As you have experienced, your code would seemingly work occasionally. But as you have written, your code is wrong as the returned pointers from withUnsafeBufferPointer is valid only in the scope of its closure parameter.

And I do not understand what you mean it won't break in the short term , but I recommend you never to be confident about undocumented and unclear behaviors.

You may need to create some stable pointers, you can achieve that by allocating the regions explicitly.

I would write something like this when I need UnsafePointer<UnsafePointer<T>> to pass the content of nested Array [[T]] . (Assuming T is a primitive type.)

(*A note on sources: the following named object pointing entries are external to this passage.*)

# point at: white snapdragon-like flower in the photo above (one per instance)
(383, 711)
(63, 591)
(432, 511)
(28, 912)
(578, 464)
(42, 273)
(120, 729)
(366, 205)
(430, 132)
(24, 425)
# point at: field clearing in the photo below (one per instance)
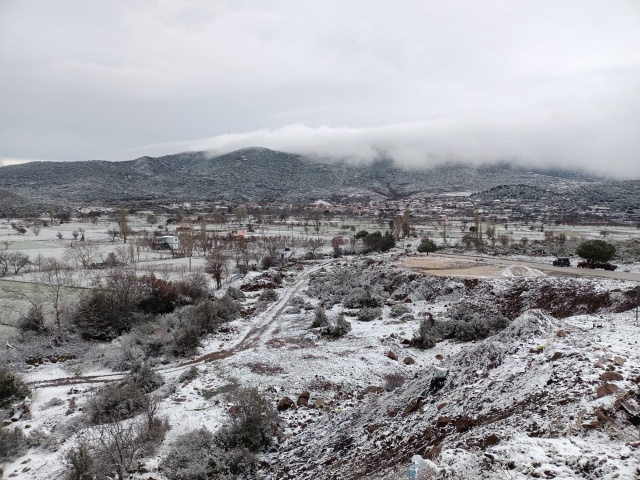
(15, 298)
(453, 267)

let bufPtrArray = someArray.map {subArray -> UnsafeMutableBufferPointer<T> in
    let bufPtr = UnsafeMutableBufferPointer<T>.allocate(capacity: subArray.count)
    _ = bufPtr.initialize(from: subArray)
    return bufPtr
}
defer {bufPtrArray.forEach{bufPtr in bufPtr.deallocate()}}

let addressArray = bufPtrArray.map {bufPtr in UnsafePointer(bufPtr.baseAddress!)}

addressArray.withUnsafeBufferPointer { bufferPointer in
    someCFunction(bufferPointer.baseAddress!)
    //...
}

Or, if you do not need codes specified in //... , you can just write:

someCFunction(addressArray)

Answer 2

The problem for me is that all the premises of the question seem false. Swift won't copy anything it doesn't have to, so there isn't necessarily any inefficiency in passing actual values. You can pass a Swift array where a C array is expected. And there isn't really any such thing as a multidimensional C array, so you can just pass a one-dimensional array (suitably arranged, of course).

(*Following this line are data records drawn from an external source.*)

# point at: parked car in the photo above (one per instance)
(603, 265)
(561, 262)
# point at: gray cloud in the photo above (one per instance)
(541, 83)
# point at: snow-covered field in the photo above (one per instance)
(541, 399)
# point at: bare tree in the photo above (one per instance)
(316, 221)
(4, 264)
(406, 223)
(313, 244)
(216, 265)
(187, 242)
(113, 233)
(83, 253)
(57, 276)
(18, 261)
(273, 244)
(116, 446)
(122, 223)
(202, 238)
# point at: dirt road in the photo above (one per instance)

For example, here's a method that takes an array of int along with information about how big a "row" ( r ) and a "column" ( c ) is to be (code taken from https://www.geeksforgeeks.org/dynamically-allocate-2d-array-c/ ):

- (void) giveMeACArray: (int*) array r: (int) r c: (int) c {
    int i, j, count;
    int *arr[r];
    for (i=0; i<r; i++)
        arr[i] = (int *)malloc(c * sizeof(int));
    count = 0;
    for (i = 0; i <  r; i++)
        for (j = 0; j < c; j++)
            arr[i][j] = ++count;
    // let's test it
    for (i = 0; i <  r; i++)
        for (j = 0; j < c; j++)
            printf("%d ", arr[i][j]);
}

Let's say that's part of the implementation of an Objective-C class called Thing. Okay then, here we are in Swift:

let t = Thing()
var arr : [CInt] = [1,2,3,4,5,6,7,8,9,10,11,12]
t.giveMeACArray(&arr, r: 3, c: 4)

Nothing got copied and the right answer got printed. So I don't see what your buffer pointers are for.